Face à cet appel de Manuel Valls, qui m’a passablement exaspéré, trois remarques me viennent à l’esprit.

Premièrement, Manuel Valls fait mine de croire que sa propre politique économique, sociale et culturelle vient de Sirius, qu’elle n’est pas elle-même inspirée par des idées créées par des « intellectuels », c’est-à-dire par des gens qui manient des théories, descriptives ou prescriptives, explicites sur le réel auquel nous avons affaire, et qui suggèrent fortement d’agir en en tenant compte. Le journaliste de Libération, Robert Maggiori, brode sur le thème de politiciens qui ne liraient plus rien d’intellectuel et qui ne consulteraient pas les intellectuels. Or la politique du gouvernement Valls, et plus généralement celle de ce quinquennat Hollande, possèdent à la fois des inspirations: le néo-libéralisme, et l’européisme, et un nom officiel : le « socialisme de l’offre ». Les bibliothèques sont de fait pleines de travaux qui démontent la généalogie intellectuelle des politiques publiques mises en œuvre depuis bien des lustres désormais dans notre pays (c’est, entre autre, le cas de la célèbre « approche cognitive des politiques publiques »), et le gouvernement Valls n’innove nullement en la matière.

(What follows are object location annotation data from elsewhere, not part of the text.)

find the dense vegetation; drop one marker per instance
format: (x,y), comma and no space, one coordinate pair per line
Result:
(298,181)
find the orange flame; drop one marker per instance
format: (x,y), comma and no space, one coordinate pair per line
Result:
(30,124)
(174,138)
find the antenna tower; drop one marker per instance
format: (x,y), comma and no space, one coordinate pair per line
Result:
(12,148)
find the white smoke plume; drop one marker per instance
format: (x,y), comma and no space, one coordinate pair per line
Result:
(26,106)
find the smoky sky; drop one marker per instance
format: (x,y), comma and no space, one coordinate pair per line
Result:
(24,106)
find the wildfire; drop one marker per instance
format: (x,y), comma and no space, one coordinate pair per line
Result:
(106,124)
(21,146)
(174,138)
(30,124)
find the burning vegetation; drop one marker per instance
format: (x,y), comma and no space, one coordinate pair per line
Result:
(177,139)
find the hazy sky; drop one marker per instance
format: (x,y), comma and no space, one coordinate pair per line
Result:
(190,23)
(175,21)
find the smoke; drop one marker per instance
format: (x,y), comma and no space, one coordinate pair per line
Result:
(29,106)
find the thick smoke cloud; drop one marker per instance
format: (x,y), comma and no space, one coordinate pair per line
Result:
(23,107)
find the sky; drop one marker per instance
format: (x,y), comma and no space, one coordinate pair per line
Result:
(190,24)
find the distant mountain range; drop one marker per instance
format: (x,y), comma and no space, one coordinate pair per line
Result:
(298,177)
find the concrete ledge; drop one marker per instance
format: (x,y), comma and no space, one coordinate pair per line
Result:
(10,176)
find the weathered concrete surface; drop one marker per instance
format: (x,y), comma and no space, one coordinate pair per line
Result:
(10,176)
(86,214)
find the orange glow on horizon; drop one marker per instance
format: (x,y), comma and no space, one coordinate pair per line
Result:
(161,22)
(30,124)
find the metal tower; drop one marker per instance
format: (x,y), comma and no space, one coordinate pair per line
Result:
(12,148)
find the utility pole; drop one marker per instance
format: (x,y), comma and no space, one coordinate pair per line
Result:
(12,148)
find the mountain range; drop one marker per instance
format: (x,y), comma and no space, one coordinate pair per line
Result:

J. M. Keynes avait bien raison de souligner que les politiciens vivants ne sont que les esclaves de théoriciens morts. Toute la politique menée depuis mai 2012, ce n’est jamais dans le fond que du Hayek, du Friedman et du Schumpeter pour les nuls, mâtinée d’européisme au rabais. Bien sûr, tout n’est pas parfait de ce point de vue, comme dirait un Attali ou un Tirole, mais on progresse, on progresse. Emmanuel Macron, notre actuel Ministre de l’Économie, qu’est-ce d’autre qu’un « intellectuel » en ce sens-là? Les « réformes structurelles » qu’il entend mettre en œuvre, avec la bénédiction et l’encouragement des autorités européennes, ne sont rien d’autre que la mise en application, plus ou moins réussie par ailleurs, de théories économiques qui prévoient que certaines modifications du droit produiront certains effets économiques souhaitables. Ne prenons qu’un exemple : la libéralisation du travail du dimanche est censée créer de l’emploi et de l’activité – et ce lien est d’abord une construction intellectuelle.  Bref, cher Manuel Valls, ne vous plaignez pas. Certains intellectuels néo-libéraux sont avec vous, même s’ils vous trouvent bien tiède tout de même. Et certes le Dieu Marché vomit les tièdes!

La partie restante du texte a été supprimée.